Special purpose acquisition companies (SPACs), also known as “blank check companies” provide an alternative route for private companies to go public from the traditional initial public offering (IPO) process. There are pros and cons to going public via a SPAC with one of the main advantages being faster execution. A SPAC merger can typically occur within 4-6 months on average whereas a traditional IPO typically takes longer, often up to 12-18 months.
We covered how a typical SPAC transaction works in a previous blog, SPAC: Is it a hack?, but to summarize:
- A SPAC entity is formed, goes through the IPO process, and typically sells units which are comprised of a share and a warrant (these components are eventually separated into common stock and tradable warrants).
- Remember, the SPAC is a shell company with the sole purpose of raising funds to combine with a yet-to-be identified private company to take it public. As such, there is a period of time for the SPAC to search for a target company.
- Once a target company is identified, an agreement reached, regulatory requirements satisfied, and shareholder approval obtained, the shell company merges with the private company resulting in the private company becoming a public company. This is referred to as the “de-SPAC” transaction.
- If a target company is not identified within the required timeframe, it must return the funds raised in the initial SPAC IPO to shareholders (less a management fee).
The popularity of going public via the SPAC route continues to grow. The chart below shows the growth in capital raised in SPAC IPOs has exploded in the past couple of years.

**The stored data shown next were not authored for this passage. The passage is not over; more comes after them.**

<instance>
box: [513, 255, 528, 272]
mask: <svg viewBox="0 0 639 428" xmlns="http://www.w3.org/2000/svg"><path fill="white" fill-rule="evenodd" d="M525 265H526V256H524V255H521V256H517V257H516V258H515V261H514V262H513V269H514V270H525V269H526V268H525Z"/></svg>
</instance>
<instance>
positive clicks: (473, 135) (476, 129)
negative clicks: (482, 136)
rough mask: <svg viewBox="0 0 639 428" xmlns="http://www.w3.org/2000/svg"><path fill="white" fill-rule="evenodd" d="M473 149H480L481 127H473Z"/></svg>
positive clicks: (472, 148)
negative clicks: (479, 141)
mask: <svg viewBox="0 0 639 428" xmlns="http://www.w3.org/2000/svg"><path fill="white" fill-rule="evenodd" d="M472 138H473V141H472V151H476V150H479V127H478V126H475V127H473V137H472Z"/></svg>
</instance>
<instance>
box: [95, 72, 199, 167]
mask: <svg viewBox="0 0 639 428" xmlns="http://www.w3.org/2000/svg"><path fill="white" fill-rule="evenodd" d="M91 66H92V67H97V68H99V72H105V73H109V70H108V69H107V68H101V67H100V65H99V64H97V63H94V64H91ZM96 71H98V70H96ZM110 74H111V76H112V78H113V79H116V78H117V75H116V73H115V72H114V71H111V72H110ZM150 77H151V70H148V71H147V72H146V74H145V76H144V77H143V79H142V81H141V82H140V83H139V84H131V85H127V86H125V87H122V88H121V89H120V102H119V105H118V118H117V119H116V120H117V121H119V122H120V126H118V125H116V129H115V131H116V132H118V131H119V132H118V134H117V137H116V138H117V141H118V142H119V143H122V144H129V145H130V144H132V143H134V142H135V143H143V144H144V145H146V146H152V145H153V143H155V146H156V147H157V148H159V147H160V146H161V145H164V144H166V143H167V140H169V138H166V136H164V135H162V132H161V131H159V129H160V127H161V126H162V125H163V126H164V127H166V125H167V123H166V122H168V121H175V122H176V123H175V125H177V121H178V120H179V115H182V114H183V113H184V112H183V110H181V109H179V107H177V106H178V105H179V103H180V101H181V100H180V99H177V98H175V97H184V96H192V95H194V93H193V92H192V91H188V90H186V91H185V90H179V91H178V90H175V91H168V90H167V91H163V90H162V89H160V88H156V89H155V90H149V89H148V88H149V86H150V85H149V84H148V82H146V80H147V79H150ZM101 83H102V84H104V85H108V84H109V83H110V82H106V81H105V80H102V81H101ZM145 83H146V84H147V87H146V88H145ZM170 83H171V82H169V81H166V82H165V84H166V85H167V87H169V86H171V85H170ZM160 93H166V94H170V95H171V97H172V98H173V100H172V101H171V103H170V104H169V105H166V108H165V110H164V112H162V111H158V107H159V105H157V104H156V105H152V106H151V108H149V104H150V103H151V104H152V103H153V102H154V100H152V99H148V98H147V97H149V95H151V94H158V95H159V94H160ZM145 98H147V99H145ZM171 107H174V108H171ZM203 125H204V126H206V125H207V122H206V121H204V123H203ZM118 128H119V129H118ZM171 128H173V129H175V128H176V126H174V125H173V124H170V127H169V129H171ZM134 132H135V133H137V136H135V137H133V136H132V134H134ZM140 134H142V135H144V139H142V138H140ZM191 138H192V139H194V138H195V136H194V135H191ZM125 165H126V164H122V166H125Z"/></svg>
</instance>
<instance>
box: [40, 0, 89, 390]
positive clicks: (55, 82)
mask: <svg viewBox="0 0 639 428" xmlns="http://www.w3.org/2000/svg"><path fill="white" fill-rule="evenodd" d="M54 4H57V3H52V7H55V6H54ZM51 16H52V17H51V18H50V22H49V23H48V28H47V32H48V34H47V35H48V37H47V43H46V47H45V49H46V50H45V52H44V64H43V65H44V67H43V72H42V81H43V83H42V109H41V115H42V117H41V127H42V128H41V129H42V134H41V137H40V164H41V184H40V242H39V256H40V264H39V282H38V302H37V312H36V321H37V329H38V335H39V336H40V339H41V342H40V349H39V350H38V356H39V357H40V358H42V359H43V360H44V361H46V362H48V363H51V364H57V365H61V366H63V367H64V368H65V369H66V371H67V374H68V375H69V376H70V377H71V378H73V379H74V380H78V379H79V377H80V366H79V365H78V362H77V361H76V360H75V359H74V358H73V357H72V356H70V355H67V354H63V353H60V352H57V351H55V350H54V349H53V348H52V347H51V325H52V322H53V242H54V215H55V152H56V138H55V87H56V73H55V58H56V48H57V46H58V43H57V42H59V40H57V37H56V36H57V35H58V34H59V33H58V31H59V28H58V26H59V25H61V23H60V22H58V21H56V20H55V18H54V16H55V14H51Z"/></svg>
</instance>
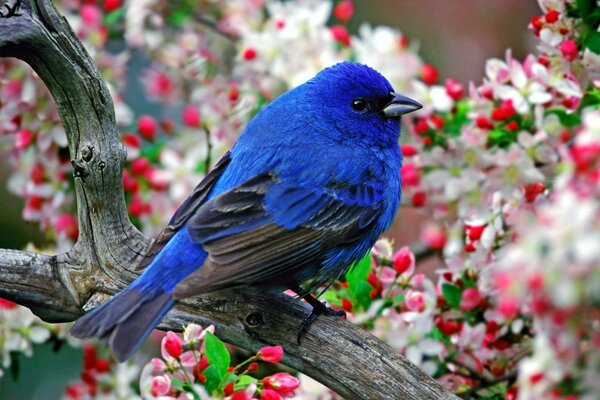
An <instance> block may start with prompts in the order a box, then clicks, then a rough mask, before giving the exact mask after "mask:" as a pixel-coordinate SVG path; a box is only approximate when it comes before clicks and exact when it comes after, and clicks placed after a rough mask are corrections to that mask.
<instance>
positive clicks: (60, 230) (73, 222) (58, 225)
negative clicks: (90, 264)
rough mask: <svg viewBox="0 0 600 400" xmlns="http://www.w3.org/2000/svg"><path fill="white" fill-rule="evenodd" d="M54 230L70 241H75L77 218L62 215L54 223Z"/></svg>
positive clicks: (76, 233) (78, 234) (76, 227)
mask: <svg viewBox="0 0 600 400" xmlns="http://www.w3.org/2000/svg"><path fill="white" fill-rule="evenodd" d="M54 229H56V231H57V232H60V233H64V234H65V235H67V236H68V237H70V238H71V239H77V236H78V235H79V228H78V227H77V218H76V217H75V216H73V215H70V214H62V215H60V216H59V217H58V218H56V221H55V222H54Z"/></svg>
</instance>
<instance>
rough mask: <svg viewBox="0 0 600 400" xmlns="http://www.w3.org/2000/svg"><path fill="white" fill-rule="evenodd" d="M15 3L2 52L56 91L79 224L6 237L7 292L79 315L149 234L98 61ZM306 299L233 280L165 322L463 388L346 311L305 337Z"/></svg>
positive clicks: (324, 322) (70, 29)
mask: <svg viewBox="0 0 600 400" xmlns="http://www.w3.org/2000/svg"><path fill="white" fill-rule="evenodd" d="M13 1H14V0H12V1H11V3H10V4H11V5H12V4H14V2H13ZM17 13H18V15H16V16H11V17H9V18H0V56H4V57H17V58H20V59H22V60H24V61H25V62H27V63H28V64H30V65H31V66H32V67H33V68H34V69H35V71H36V72H37V73H38V74H39V75H40V77H41V78H42V79H43V81H44V82H45V84H46V85H47V86H48V88H49V89H50V92H51V93H52V95H53V97H54V99H55V101H56V104H57V106H58V110H59V112H60V115H61V118H62V120H63V122H64V125H65V131H66V134H67V138H68V141H69V149H70V152H71V156H72V159H73V161H72V162H73V166H74V176H75V178H74V179H75V188H76V194H77V204H78V215H79V227H80V232H81V233H80V237H79V239H78V241H77V243H76V245H75V246H74V248H73V249H72V250H71V251H69V252H68V253H66V254H61V255H57V256H49V255H42V254H36V253H31V252H21V251H14V250H1V249H0V297H3V298H6V299H9V300H13V301H16V302H18V303H20V304H24V305H26V306H28V307H30V308H31V309H32V310H33V311H34V312H35V313H36V314H37V315H39V316H40V317H41V318H43V319H45V320H48V321H72V320H74V319H76V318H77V317H78V316H80V315H81V314H82V313H83V312H84V308H85V309H88V308H90V307H93V306H95V305H96V304H98V303H100V302H103V301H105V300H106V299H107V298H108V297H109V296H110V295H112V294H113V293H115V292H116V291H117V290H119V289H120V288H122V287H123V286H124V285H125V284H127V283H128V282H130V281H131V280H132V279H133V278H134V277H135V274H134V273H133V272H131V267H132V266H133V265H135V264H136V261H137V260H138V259H139V257H140V255H141V254H143V253H144V251H145V249H146V248H147V247H148V244H149V243H150V239H149V238H147V237H145V236H144V235H142V234H141V233H140V232H139V231H138V230H137V229H135V227H134V226H133V225H132V224H131V223H130V221H129V219H128V216H127V212H126V206H125V200H124V196H123V188H122V182H121V173H122V164H123V161H124V159H125V151H124V149H123V147H122V145H121V144H120V143H119V140H118V134H117V128H116V124H115V117H114V110H113V104H112V99H111V97H110V95H109V93H108V90H107V88H106V85H105V84H104V81H103V79H102V77H101V75H100V73H99V72H98V70H97V68H96V67H95V66H94V64H93V62H92V61H91V59H90V57H89V55H88V54H87V53H86V51H85V49H84V48H83V46H82V45H81V43H80V42H79V41H78V39H77V38H76V36H75V35H74V33H73V32H72V30H71V28H70V27H69V25H68V24H67V23H66V21H65V20H64V18H63V17H62V16H60V15H59V14H58V12H57V11H56V9H55V8H54V7H53V5H52V4H51V3H50V1H49V0H22V3H21V5H20V8H19V10H18V11H17ZM308 309H309V307H308V306H307V305H305V304H303V303H300V302H298V301H296V300H293V299H291V298H289V297H287V296H285V295H283V294H280V295H273V294H268V293H251V292H248V291H245V292H240V291H237V292H236V291H228V292H221V293H215V294H212V295H210V296H203V297H196V298H192V299H187V300H185V301H182V302H181V303H180V304H179V305H178V307H177V308H176V309H174V310H173V311H172V312H171V313H169V315H168V316H167V318H165V320H164V321H163V322H162V325H161V327H162V328H169V329H177V330H180V329H181V328H182V326H183V325H184V324H186V323H188V322H192V321H193V322H196V323H199V324H202V325H204V326H207V325H209V324H214V325H215V326H216V328H217V334H218V335H219V336H221V337H222V338H223V339H224V340H226V341H228V342H230V343H232V344H235V345H236V346H239V347H241V348H244V349H247V350H249V351H256V350H257V349H259V348H260V347H262V346H264V345H270V344H281V345H283V347H284V349H285V354H286V356H285V359H284V362H285V363H286V364H287V365H289V366H291V367H293V368H295V369H297V370H299V371H301V372H303V373H306V374H307V375H310V376H312V377H313V378H315V379H317V380H319V381H320V382H322V383H324V384H325V385H327V386H329V387H330V388H332V389H333V390H335V391H336V392H338V393H339V394H341V395H342V396H344V397H346V398H349V399H354V398H359V399H455V398H456V397H455V396H454V395H452V394H451V393H449V392H447V391H446V390H444V389H443V388H442V387H441V386H440V385H439V384H438V383H437V382H436V381H435V380H433V379H431V378H430V377H428V376H427V375H426V374H424V373H423V372H422V371H421V370H419V369H418V368H417V367H415V366H414V365H412V364H410V363H409V362H408V361H407V360H406V359H405V358H404V357H403V356H401V355H400V354H398V353H397V352H395V351H394V350H393V349H391V348H390V347H389V346H387V345H386V344H384V343H383V342H381V341H380V340H378V339H376V338H375V337H373V336H372V335H370V334H369V333H368V332H366V331H364V330H362V329H360V328H358V327H356V326H354V325H352V324H351V323H349V322H347V321H345V320H342V319H339V318H331V317H320V318H318V319H317V320H316V321H315V322H314V323H313V324H312V325H311V327H310V328H309V330H308V332H307V333H306V335H305V336H303V339H302V341H301V345H298V344H297V343H296V338H297V332H298V330H299V327H300V324H301V322H302V320H303V319H304V318H306V316H307V314H308Z"/></svg>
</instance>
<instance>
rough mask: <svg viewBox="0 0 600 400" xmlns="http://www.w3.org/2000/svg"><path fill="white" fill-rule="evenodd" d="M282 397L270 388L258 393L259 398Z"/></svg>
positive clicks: (279, 398) (263, 390)
mask: <svg viewBox="0 0 600 400" xmlns="http://www.w3.org/2000/svg"><path fill="white" fill-rule="evenodd" d="M281 399H282V397H281V396H280V395H279V393H277V392H276V391H274V390H272V389H264V390H263V391H262V393H261V394H260V400H281Z"/></svg>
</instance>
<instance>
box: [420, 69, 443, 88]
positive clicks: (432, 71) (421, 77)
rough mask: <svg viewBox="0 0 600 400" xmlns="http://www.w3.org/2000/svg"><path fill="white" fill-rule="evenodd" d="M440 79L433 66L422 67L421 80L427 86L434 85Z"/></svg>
mask: <svg viewBox="0 0 600 400" xmlns="http://www.w3.org/2000/svg"><path fill="white" fill-rule="evenodd" d="M438 78H439V74H438V71H437V69H436V68H435V67H434V66H433V65H431V64H423V66H422V67H421V79H422V80H423V82H424V83H425V84H426V85H434V84H435V83H436V82H437V80H438Z"/></svg>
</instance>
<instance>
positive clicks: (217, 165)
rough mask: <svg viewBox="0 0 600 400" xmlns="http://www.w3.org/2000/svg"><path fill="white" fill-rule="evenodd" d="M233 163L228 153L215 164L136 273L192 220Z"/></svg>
mask: <svg viewBox="0 0 600 400" xmlns="http://www.w3.org/2000/svg"><path fill="white" fill-rule="evenodd" d="M230 161H231V156H230V152H229V151H228V152H227V153H225V154H224V155H223V157H221V159H220V160H219V161H218V162H217V164H215V166H214V167H213V168H212V169H211V170H210V172H209V173H208V175H206V176H205V177H204V179H202V181H201V182H200V183H199V184H198V186H196V187H195V188H194V191H193V192H192V194H190V195H189V196H188V198H187V199H185V201H184V202H183V203H182V204H181V205H180V206H179V208H178V209H177V211H175V214H173V217H171V220H170V221H169V224H168V225H167V226H166V227H165V228H164V229H163V230H162V231H161V232H160V233H159V234H158V236H157V237H156V239H155V240H154V241H153V242H152V244H151V245H150V247H149V248H148V250H147V251H146V255H145V256H144V258H142V259H141V260H140V262H139V264H138V265H137V266H136V267H135V270H136V271H141V270H143V269H145V268H146V267H147V266H148V265H149V264H150V263H151V262H152V260H153V259H154V257H155V256H156V255H157V254H158V253H160V251H161V250H162V249H163V247H165V245H166V244H167V243H168V242H169V240H171V238H172V237H173V235H174V234H175V233H176V232H177V231H178V230H179V229H180V228H181V227H182V226H183V225H184V224H185V223H186V222H187V221H188V219H190V217H191V216H192V215H193V214H194V213H195V212H196V210H197V209H198V208H199V207H200V206H201V205H202V203H203V202H204V200H205V199H206V196H207V195H208V193H209V192H210V190H211V189H212V187H213V186H214V184H215V183H216V182H217V180H218V179H219V177H220V176H221V174H222V173H223V171H225V168H226V167H227V165H228V164H229V162H230Z"/></svg>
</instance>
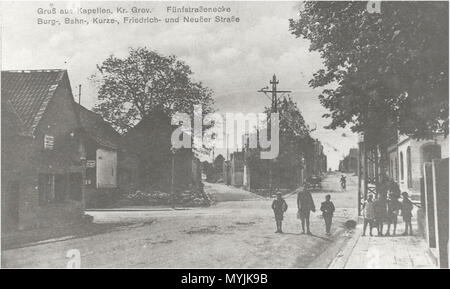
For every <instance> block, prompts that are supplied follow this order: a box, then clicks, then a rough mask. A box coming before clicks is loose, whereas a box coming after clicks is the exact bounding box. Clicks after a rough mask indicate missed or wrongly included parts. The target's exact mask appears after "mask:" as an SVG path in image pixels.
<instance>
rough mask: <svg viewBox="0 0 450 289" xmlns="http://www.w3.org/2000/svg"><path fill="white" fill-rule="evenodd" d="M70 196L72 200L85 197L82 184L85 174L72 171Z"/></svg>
mask: <svg viewBox="0 0 450 289" xmlns="http://www.w3.org/2000/svg"><path fill="white" fill-rule="evenodd" d="M69 180H70V183H69V194H70V195H69V196H70V199H71V200H74V201H81V200H82V198H83V192H82V189H81V187H82V184H83V176H82V175H81V174H80V173H72V174H70V176H69Z"/></svg>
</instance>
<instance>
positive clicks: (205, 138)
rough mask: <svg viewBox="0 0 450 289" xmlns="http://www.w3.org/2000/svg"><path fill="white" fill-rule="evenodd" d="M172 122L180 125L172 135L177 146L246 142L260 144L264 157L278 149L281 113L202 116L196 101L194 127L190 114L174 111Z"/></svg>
mask: <svg viewBox="0 0 450 289" xmlns="http://www.w3.org/2000/svg"><path fill="white" fill-rule="evenodd" d="M172 125H178V126H179V127H178V128H177V129H175V130H174V132H173V133H172V137H171V142H172V147H173V148H175V149H180V148H192V146H193V147H194V148H195V149H202V148H203V147H204V144H207V145H211V146H213V147H215V148H219V149H220V148H230V149H233V148H236V147H238V148H239V147H243V145H244V142H246V145H248V147H249V148H258V147H259V148H261V159H274V158H276V157H277V156H278V153H279V115H278V113H272V114H270V120H269V119H268V117H267V115H266V114H265V113H258V114H256V113H248V114H246V115H244V114H243V113H226V114H225V116H224V115H222V114H219V113H209V114H206V115H205V116H203V113H202V107H201V106H200V105H195V106H194V121H193V126H194V127H193V128H192V122H191V116H190V115H189V114H187V113H181V112H177V113H175V114H174V115H173V117H172ZM205 127H206V128H207V129H206V130H205V131H204V130H203V129H204V128H205ZM268 128H270V139H269V133H268ZM244 138H245V139H244Z"/></svg>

In 2020, 248 SPAC deals were completed for a total value of $83.4 billion. The capital raised was an increase of over six times of that raised in 2019. Growth continued in 2021, with 613 SPAC deals completed for a total value of $162.5 billion. (source: spacresearch.com)
SPAC structures are complex and with the increase in popularity and use of these structures, concerns were raised with regards to shareholder protections. These concerns fall under the purview of the Securities and Exchange Commission (SEC) as their three-part mission is to protect investors, maintain fair, orderly, and efficient markets, and to facilitate capital formation.
SEC proposes new regulations on SPAC transactions
On March 30, 2022, the SEC proposed new rules intended to enhance investor protections in initial public offerings by special purpose acquisition companies (“SPACs”) and in subsequent business combination transactions between SPACs and private operating companies.
Chair Gary Gensler, in his statement on the proposed rule, indicated the proposal addresses:
- Full and fair disclosures including, among other things, SPAC sponsors, conflicts of interests, SPAC target IPOs, and dilution
- Standards around SPAC marketing practices
- Gatekeeper and issuer obligations
- When SPACs become subject to the investor protection framework of the Investment Company Act
The proposed rules were released in a 372-page document, divided into five different categories as follows:
- Proposed new subpart 1600 of Regulation S-K
- Aligning de-SPAC transactions with initial public offerings
- Business combinations involving shell companies
- Enhanced projections disclosure
- Safe harbor under the Investment Company Act
You can access the full document here: Proposed Rule: Special Purpose Acquisition Companies, Shell Companies, and Projections.
Comments should be received by May 31, 2022, or within 30 days after publication in the Federal Register, whichever is later.